Alors génocide, pas génocide? Il faudrait pour cela qu’il y ait eu une décision centralisée et planifiée. L’affaire se corse. Je ne pourrai pas entrer dans le coeur du débat, mais je veux tout de même rappeler trois points importants:
  • D’abord, un personnage a incarné et porté sur sa personne la responsabilité: un dirigeant du régime dit « Jön Turk » (un gallicisme amusant), Talat Pasha. Il suffit donc de se concentrer sur cet individu qui permet de mieux comprendre. Il reste un personnage très honoré de l’historiographie turque. Un des plus grands boulevards d’Ankara est toujours le Talat Pasa Bulvari.
  • Ensuite, une chose peu connue: après la guerre, une fois la situation stabilisée, des officiers de haut-rang de l’armée ottomane ont été pendus pour ces crimes. Et pendus par qui donc? Par les Turcs eux-mêmes.
  • Enfin, la disparition des Arméniens d’Anatolie est, en fait, un élément d’un ensemble: la mutation d’un empire ottoman multinational en une république monolithique et jacobine et cette transition s’est opérée par l’élimination successive de tous ceux qui ne trouvaient pas leur place dans le nouvel Etat: les Arméniens, plus les Grecs autour de 1922, puis une autre vague, les Juifs après 1945 et une dernière vague grecque dans les années 1960. Les Arméniens n’étaient que le prélude à une purification ethnique séculaire. Les Kurdes risquent aussi le même destin sauf qu’ils sont trop nombreux pour être traités de la même manière [4].

Alors, maintenant, pourquoi les Turcs d’aujourd’hui sont-ils encore accrochés comme viscéralement à cette affaire? Le sont-ils, en fait, au quotidien?
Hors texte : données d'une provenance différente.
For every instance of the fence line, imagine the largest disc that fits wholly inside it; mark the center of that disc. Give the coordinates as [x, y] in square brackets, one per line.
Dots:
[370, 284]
Dans la Turquie actuelle, l’Arménie est un des trois tabous touchant à l’orgueil national [5], les deux autres étant le problème kurde et la situation de Chypre [6].
Mon expérience personnelle me fait penser que le hérissement est largement une construction étatique: je n’ai jamais entendu parler des Arméniens dans les conversations entre individus. J’ai entendu plus de paroles antisémites que dirigées contre les chrétiens grecs ou arméniens. Mais, à trois reprises, j’ai été impliqué dans la question arménienne, à mon corps défendant:
  • Quand une école m’a incité à joindre mon nom à une liste de protestation destinée à l’Etat français. L’initiative était gouvernementale et les professeurs qui me le demandaient le faisaient par zèle.
  • Je me suis retrouvé, moi et des collègues, convoqué dans une université d’Istanbul, parce qu’un membre d’un institut français avait, dans la matinée, mentionné le mot « génocide ». La remontrance était effectuée par le président de l’université, en public, et le tribunal improvisé, devant un petit groupe de Français sidérés, nous tançait et nous exhortait à l’ « objectivité ».
  • Dans la ville de Van, un quartier entier, autour de l’acropole urartéenne, est encore à l’état de ruine. Mais dans le musée local, se trouve un endroit bizarre intitulé: KATLIAM SEKSYONU: « La section du massacre ». De quoi trembler, non? Là gisaient -dans mon souvenir- 9 squelettes qui étaient, selon les panneaux, ceux de pauvres Turcs, assassinés par les bandits arméniens. Pour preuve, les projectiles, dûment étudiés et les crânes, mesurés selon des principes que n’auraient pas reniés les « scientifiques » nazis, afin de prouver leur turcicité [ 7].

Si l’initiative est étatique et doctrinale, les masses peuvent tout de même s’enflammer [8].  Parce qu’un Turc, si l’on met un drapeau devant lui et qu’on lui souffle que la patrie est en danger, il se dresse et il avance en bombant le torse [9] .  Cela peut être dirigé contre Israël ou contre la France. Un pays de taille moyenne, si possible. Pas des trop gros. Dans la situation actuelle, la crise concerne ces fameux Arméniens et les satanés Français, mais quelques mois plus tôt, c’était Israël qui en faisait les frais. Tout prétexte est bon pour les islamo-populistes au pouvoir: ils excitent la foule et montrent au reste du monde que la Turquie devient une grande puissance. Tout est bon pour montrer ses muscles à ces pays européens tellement féminins, si peu virils [10].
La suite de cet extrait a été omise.